A friendly reminder that this issue had no activity for 30 days.

github-actions[bot] commented 3 years ago

A friendly reminder that this issue had no activity for 30 days.

webknjaz commented 3 years ago

unstale

github-actions[bot] commented 3 years ago

A friendly reminder that this issue had no activity for 30 days.

flouthoc commented 3 years ago

@Raboo I think its default: "/var/lib/containers/storage" for UID 0, "$HOME/.local/share/containers/storage" for other users have you tried using buildah with --root I think it should allow you to change default path with custom one where github action is storing cache by default.

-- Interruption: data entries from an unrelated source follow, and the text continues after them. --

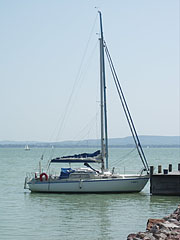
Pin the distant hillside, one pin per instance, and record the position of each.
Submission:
(151, 141)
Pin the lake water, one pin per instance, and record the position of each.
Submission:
(25, 215)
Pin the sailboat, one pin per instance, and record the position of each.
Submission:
(88, 179)
(26, 148)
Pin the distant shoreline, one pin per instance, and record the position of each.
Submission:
(84, 146)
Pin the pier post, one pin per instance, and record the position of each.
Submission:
(178, 166)
(151, 173)
(170, 167)
(159, 169)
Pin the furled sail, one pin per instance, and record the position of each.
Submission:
(83, 157)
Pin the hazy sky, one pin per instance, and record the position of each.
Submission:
(49, 79)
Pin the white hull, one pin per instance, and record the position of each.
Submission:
(110, 185)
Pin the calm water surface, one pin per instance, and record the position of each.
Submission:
(71, 216)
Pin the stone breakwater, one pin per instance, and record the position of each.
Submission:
(167, 228)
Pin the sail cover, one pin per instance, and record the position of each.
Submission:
(83, 157)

Raboo commented 3 years ago

@flouthoc okay, thanks. I don't have the time or possibility to test this right now as I'm not using buildah at the moment. But it clearly seems solvable in sense.

rhatdan commented 3 years ago

I think we need to document up how to use additional stores, @giuseppe @flouthoc Could you write up a blog on using additional stores to satisfy this need.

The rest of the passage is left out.